A propósito da tão conhecida frustração dos autores por não conseguirem ver publicadas as suas obras; quando, no passar dos anos, apenas recebem - quando não o silêncio, a indiferença - respostas negativas, eis que descubro um exemplo de ironia pura: JOHN KENNEDY TOOLE.
Nasceu em New Orleans. Escreveu um romance aos dezasseis anos ("The Neon Bible"). Especializou-se em inglês em Nova Iorque onde, em simultâneo, deu aulas, no Hunter College. Interrompeu os estudos, pois foi chamado para o serviço militar, que cumpriu ensinando inglês a recrutas porto-riquenhos, em San Juan.
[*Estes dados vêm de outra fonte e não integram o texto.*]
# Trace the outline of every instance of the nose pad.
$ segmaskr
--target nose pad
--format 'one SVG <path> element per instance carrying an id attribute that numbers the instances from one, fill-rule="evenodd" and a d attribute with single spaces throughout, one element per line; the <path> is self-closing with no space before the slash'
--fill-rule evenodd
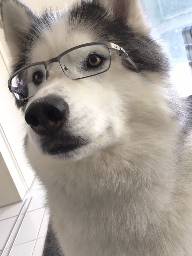
<path id="1" fill-rule="evenodd" d="M 49 96 L 32 103 L 26 110 L 25 118 L 37 133 L 52 135 L 62 127 L 68 112 L 67 104 L 63 99 Z"/>

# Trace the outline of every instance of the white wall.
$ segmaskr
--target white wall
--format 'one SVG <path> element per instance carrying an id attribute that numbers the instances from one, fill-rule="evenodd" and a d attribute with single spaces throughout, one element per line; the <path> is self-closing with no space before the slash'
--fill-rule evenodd
<path id="1" fill-rule="evenodd" d="M 64 8 L 68 5 L 72 4 L 74 1 L 23 0 L 23 2 L 34 11 L 39 12 L 46 7 L 48 8 Z M 2 185 L 0 183 L 0 187 L 2 186 L 3 191 L 6 188 L 9 188 L 9 190 L 11 185 L 13 185 L 15 182 L 16 187 L 18 187 L 18 186 L 19 186 L 19 188 L 17 187 L 19 192 L 19 194 L 22 198 L 24 194 L 25 190 L 27 190 L 27 188 L 29 188 L 31 184 L 34 174 L 27 163 L 23 149 L 23 141 L 26 133 L 24 119 L 21 111 L 17 109 L 14 97 L 10 92 L 8 87 L 7 81 L 10 75 L 9 66 L 11 63 L 10 59 L 10 53 L 4 38 L 3 31 L 2 29 L 0 29 L 0 125 L 2 129 L 4 138 L 6 140 L 7 146 L 9 149 L 6 151 L 5 147 L 3 148 L 4 149 L 3 149 L 3 152 L 1 153 L 3 158 L 7 159 L 7 163 L 11 169 L 9 170 L 10 173 L 8 174 L 8 169 L 6 168 L 5 163 L 3 162 L 3 158 L 1 157 L 0 168 L 1 167 L 2 177 L 3 174 L 4 178 L 7 177 L 7 184 L 5 183 L 4 179 L 3 183 L 4 186 L 3 187 Z M 1 148 L 3 148 L 2 147 Z M 9 150 L 11 155 L 8 156 L 9 154 Z M 12 157 L 14 158 L 14 159 L 13 162 L 11 163 L 12 161 Z M 1 171 L 0 169 L 0 172 Z M 13 179 L 13 182 L 11 179 Z M 2 180 L 3 180 L 2 178 Z M 15 189 L 14 186 L 12 186 L 12 192 Z M 0 190 L 0 199 L 3 199 L 3 203 L 5 203 L 6 199 L 3 193 Z M 16 194 L 15 193 L 15 196 Z M 18 197 L 17 198 L 18 199 Z M 15 198 L 14 198 L 13 199 L 15 200 Z M 7 203 L 9 203 L 10 200 L 7 199 Z"/>

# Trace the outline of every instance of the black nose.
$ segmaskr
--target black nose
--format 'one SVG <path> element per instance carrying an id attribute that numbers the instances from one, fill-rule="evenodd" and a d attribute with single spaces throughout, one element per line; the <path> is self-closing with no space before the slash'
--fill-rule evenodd
<path id="1" fill-rule="evenodd" d="M 68 106 L 63 100 L 49 97 L 32 103 L 25 112 L 25 118 L 37 133 L 52 135 L 62 128 L 68 112 Z"/>

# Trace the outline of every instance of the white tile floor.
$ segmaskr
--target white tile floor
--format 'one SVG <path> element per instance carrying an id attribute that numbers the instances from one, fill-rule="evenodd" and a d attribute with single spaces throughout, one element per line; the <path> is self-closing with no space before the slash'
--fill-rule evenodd
<path id="1" fill-rule="evenodd" d="M 49 218 L 45 207 L 44 194 L 43 187 L 35 179 L 25 199 L 32 197 L 10 256 L 41 256 Z M 0 208 L 0 255 L 23 203 Z M 24 212 L 24 208 L 3 256 L 9 251 Z"/>

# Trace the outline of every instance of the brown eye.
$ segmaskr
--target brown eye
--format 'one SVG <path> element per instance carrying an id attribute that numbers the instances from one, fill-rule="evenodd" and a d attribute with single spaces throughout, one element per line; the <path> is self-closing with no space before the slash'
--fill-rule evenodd
<path id="1" fill-rule="evenodd" d="M 89 68 L 96 68 L 103 62 L 103 58 L 97 54 L 92 54 L 88 58 L 87 65 Z"/>
<path id="2" fill-rule="evenodd" d="M 43 74 L 40 71 L 36 71 L 33 75 L 33 80 L 36 85 L 40 84 L 43 79 Z"/>

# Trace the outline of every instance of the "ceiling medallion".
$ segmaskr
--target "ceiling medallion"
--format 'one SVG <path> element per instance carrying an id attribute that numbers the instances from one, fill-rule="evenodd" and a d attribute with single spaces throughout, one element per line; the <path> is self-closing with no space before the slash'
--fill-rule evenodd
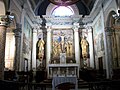
<path id="1" fill-rule="evenodd" d="M 67 6 L 75 4 L 79 0 L 49 0 L 49 1 L 55 5 Z"/>

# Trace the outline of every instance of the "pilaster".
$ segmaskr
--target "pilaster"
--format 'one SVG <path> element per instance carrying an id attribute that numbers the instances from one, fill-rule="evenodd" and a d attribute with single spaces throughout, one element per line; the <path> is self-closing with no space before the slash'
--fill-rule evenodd
<path id="1" fill-rule="evenodd" d="M 21 25 L 17 24 L 17 28 L 14 29 L 15 34 L 15 62 L 14 62 L 14 70 L 18 71 L 20 68 L 20 48 L 21 48 Z"/>
<path id="2" fill-rule="evenodd" d="M 0 16 L 0 79 L 4 79 L 4 60 L 5 60 L 5 42 L 6 26 L 9 24 L 7 16 Z"/>
<path id="3" fill-rule="evenodd" d="M 80 44 L 79 44 L 79 23 L 73 24 L 74 29 L 74 43 L 75 43 L 75 60 L 76 63 L 80 64 Z"/>

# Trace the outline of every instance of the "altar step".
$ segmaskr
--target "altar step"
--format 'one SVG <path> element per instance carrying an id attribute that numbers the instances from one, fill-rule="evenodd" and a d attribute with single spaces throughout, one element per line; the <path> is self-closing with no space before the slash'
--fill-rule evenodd
<path id="1" fill-rule="evenodd" d="M 43 82 L 41 82 L 41 84 L 45 85 L 46 87 L 52 88 L 52 79 L 44 80 Z M 88 84 L 88 82 L 86 82 L 82 79 L 78 79 L 78 88 L 79 89 L 88 89 L 89 84 Z"/>

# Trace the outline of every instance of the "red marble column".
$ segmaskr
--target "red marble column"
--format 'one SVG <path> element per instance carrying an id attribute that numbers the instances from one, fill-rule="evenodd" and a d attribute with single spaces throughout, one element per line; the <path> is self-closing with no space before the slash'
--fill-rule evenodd
<path id="1" fill-rule="evenodd" d="M 6 27 L 0 24 L 0 79 L 4 79 Z"/>

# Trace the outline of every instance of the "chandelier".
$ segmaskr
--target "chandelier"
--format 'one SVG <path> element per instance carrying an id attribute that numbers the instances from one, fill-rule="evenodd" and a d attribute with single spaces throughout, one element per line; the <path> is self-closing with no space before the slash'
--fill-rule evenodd
<path id="1" fill-rule="evenodd" d="M 49 0 L 49 1 L 55 5 L 68 6 L 75 4 L 79 0 Z"/>

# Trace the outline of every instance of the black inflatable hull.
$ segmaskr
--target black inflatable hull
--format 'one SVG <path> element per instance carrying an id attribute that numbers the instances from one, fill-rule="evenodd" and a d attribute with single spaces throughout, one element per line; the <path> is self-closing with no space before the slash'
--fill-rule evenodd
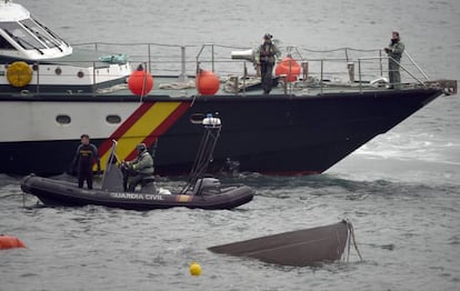
<path id="1" fill-rule="evenodd" d="M 76 183 L 33 174 L 21 181 L 23 192 L 36 195 L 51 207 L 103 205 L 127 210 L 153 210 L 173 207 L 207 210 L 233 209 L 252 200 L 254 191 L 246 185 L 222 188 L 212 195 L 110 192 L 100 189 L 80 189 Z"/>

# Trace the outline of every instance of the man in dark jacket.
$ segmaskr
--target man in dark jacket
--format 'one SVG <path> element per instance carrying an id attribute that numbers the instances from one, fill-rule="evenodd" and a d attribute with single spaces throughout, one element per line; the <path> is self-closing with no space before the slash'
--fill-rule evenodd
<path id="1" fill-rule="evenodd" d="M 101 171 L 98 148 L 90 143 L 88 134 L 81 134 L 81 144 L 77 148 L 76 155 L 72 161 L 72 169 L 77 169 L 78 187 L 83 188 L 87 180 L 88 189 L 92 189 L 92 164 L 98 164 L 98 173 Z"/>
<path id="2" fill-rule="evenodd" d="M 402 52 L 404 51 L 404 43 L 399 39 L 399 32 L 393 31 L 391 43 L 384 48 L 388 53 L 388 71 L 390 77 L 390 88 L 399 88 L 401 83 L 401 74 L 399 72 L 399 64 L 401 62 Z"/>
<path id="3" fill-rule="evenodd" d="M 263 43 L 256 51 L 256 66 L 260 67 L 260 77 L 262 79 L 263 93 L 268 94 L 271 91 L 273 83 L 273 66 L 281 57 L 278 47 L 271 41 L 272 36 L 267 33 L 263 36 Z"/>

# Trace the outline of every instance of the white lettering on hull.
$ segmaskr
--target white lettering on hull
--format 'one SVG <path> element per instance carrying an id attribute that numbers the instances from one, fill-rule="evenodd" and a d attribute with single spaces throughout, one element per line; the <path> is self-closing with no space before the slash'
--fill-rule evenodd
<path id="1" fill-rule="evenodd" d="M 159 194 L 142 194 L 142 193 L 120 193 L 113 192 L 110 193 L 111 198 L 116 199 L 132 199 L 132 200 L 164 200 L 162 195 Z"/>

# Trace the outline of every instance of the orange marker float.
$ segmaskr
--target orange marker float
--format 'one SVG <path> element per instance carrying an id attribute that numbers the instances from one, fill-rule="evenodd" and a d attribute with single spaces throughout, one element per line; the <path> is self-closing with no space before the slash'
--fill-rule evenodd
<path id="1" fill-rule="evenodd" d="M 16 237 L 0 234 L 0 250 L 26 248 L 26 244 Z"/>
Nessa época escreveu a sua segunda e última obra: uma tragicomédia intitulada "A Confederacy of Dunces". Nunca conseguiu publicar e reagiu terrivelmente às respostas negativas, chegando mesmo a sentir-se verdadeiramente humilhado e zangado com a mãe, que insistia e lhe dava falsas esperanças, através de novos contactos no mundo editorial, que originavam novas desilusões. Começou a beber bastante e ganhou peso. Alterou todo o seu guarda-roupa. Sofria de dores de cabeça que os analgésicos não resolviam, mas recusou-se a ver um neurologista. Terá sido, tudo junto, o que o levou ao suicídio. Tinha 31 anos quando desistiu de escrever, de insistir, de viver.
1937 - 1969
Mas a sua mãe, depois de se refazer de uma longa depressão pelo desgosto de perder o filho, não desistiu. Retirou o manuscrito do fundo do armário e perseguiu as editoras durante anos. Recebeu sempre respostas negativas. Até que teimou, ao longo de três anos, junto do escritor e editor Walker Percy. Chegou mesmo a entrar pelo seu escritório adentro, à revelia, e a obrigá-lo a ler, argumentando que o livro era muito bom. O homem prestou-se a lê-lo, quanto mais não fosse para se ver livre daquela mulher insistente e incansável: habituado a pôr originais de parte, sabia que lhe bastaria a leitura dos primeiros parágrafos ou páginas para poder afastá-lo de consciência limpa. Mas tal não aconteceu. Não só leu a obra até ao fim, como mal podia acreditar que o livro fosse tão bom quando chegou à última página.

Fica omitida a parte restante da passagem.